When I was at The Book Loft in Columbus, Ohio, my good friend Lori Carter spied this book:


I remember setting the book on a table and poring over the brilliant illustrations and the poetic text:

imagine 2

Lori bought the store’s only copy, but I knew right away that I needed to buy this book for my classroom library.  Imagine my delight when I found out that the book I had seen was part of a  series, which I had to order right away.

I can see sharing these books as read alouds first, and lingering over the illustrations so that my students can see the way the initial drawings transform into something entirely unexpected and wonderful, even as the text begins with an imagining and transforms it into something entirely new:

Imagine a world…

…where each word,

each thought,

each turn of a page in a book

is the beginning of a bigger idea.

I think this “Imagine if..” could be a wonderful idea for a writing prompt, especially at the beginning of the school year when students are often struggling for notebook ideas.

gonsalves series

Yesterday, Imagine A Night arrived and I savored its pages, carefully.  They took me back to last summer, and our first night at the farm.  We sat on the front steps with our dog Sophie, watching the stars and taking in the quiet.  The Washington County quiet, when we can hear every leaf rustle, and even (at times) the stars twinkle.   From somewhere in the woods we heard the hoot of an owl,  the rush of water in the creek below, and the ripple of waves of cornstalks swaying.  So many lovely, quiet sounds we’d never heard before…and have been imagining ever since.

bedlam at night

Photograph by Jon Katz




27 thoughts on “SOLSC: March 7, 2016 & #IMWAYR: Imagine a…

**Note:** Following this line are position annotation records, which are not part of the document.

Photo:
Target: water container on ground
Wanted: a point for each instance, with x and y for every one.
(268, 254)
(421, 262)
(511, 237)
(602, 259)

  1. Imagine making room for imagination in densely packed curriculum. Imagine a world, a place, a day, a night…wow! I use the word “imagine” to transition students from the question lead/hook in essays to something that is more engaging. This could help with that, but more than that this can give a space to imagine. Thanks for sharing.

  2. The ripple of waves of cornstalks swaying” such a beautiful line Tara. I miss the farm when I read this. I really enjoyed our verandah drinks and debriefs each day. I may need to check out those books too. 🙂

  3. These look like beautiful books. And I love the description of your first night at the farm. It makes me want to jump in the car and drive right to mine, just so I can write about it!

  4. What a wonderful series! These are beautiful books to read at the beginning of the school year and ask students to imagine how they want classroom to be and what they want to learn. Can’t wait to read them.

  5. Those few words spark a flood of thoughts and writing is born. Those books look amazing! That Lori has an eye for a treasure. I enjoyed sitting on the porch with you via your words.

  6. My school library had these books, Tara, so awesome, much loved and used. I’m looking forward to hearing about your time this year on the farm. What a spring thing to “imagine” when you get there. FYI-I just read a book with a dog named Sophie in it: Mr. McGinty’s Monarchs-very sweet story.

  7. These books look amazing! And they encourage students to use their “imagination.” What a novel idea in this day and age. I think they are a perfect antidote to the world of the screen we are all plugged into. I will look for them and maybe even purchase them even ‘tho I no longer teach in the classroom. I will use them as a source of inspiration for my upcoming poetry workshop on teaching poetry to ENL students. Thanks so much for so much inspiraration!

  8. Love the new header! Requesting these books right now. What a fun way to begin writer’s workshop. And that description of night at the farm from the front porch was exquisite!

  9. Oh, Tara. I do love the way you described your new home – sounds so idyllic – and definitely the kind of life that needs to be savoured and tasted every evening with stars in your cup. I’ve never heard of this series before and I shall definitely hunt them down in our libraries.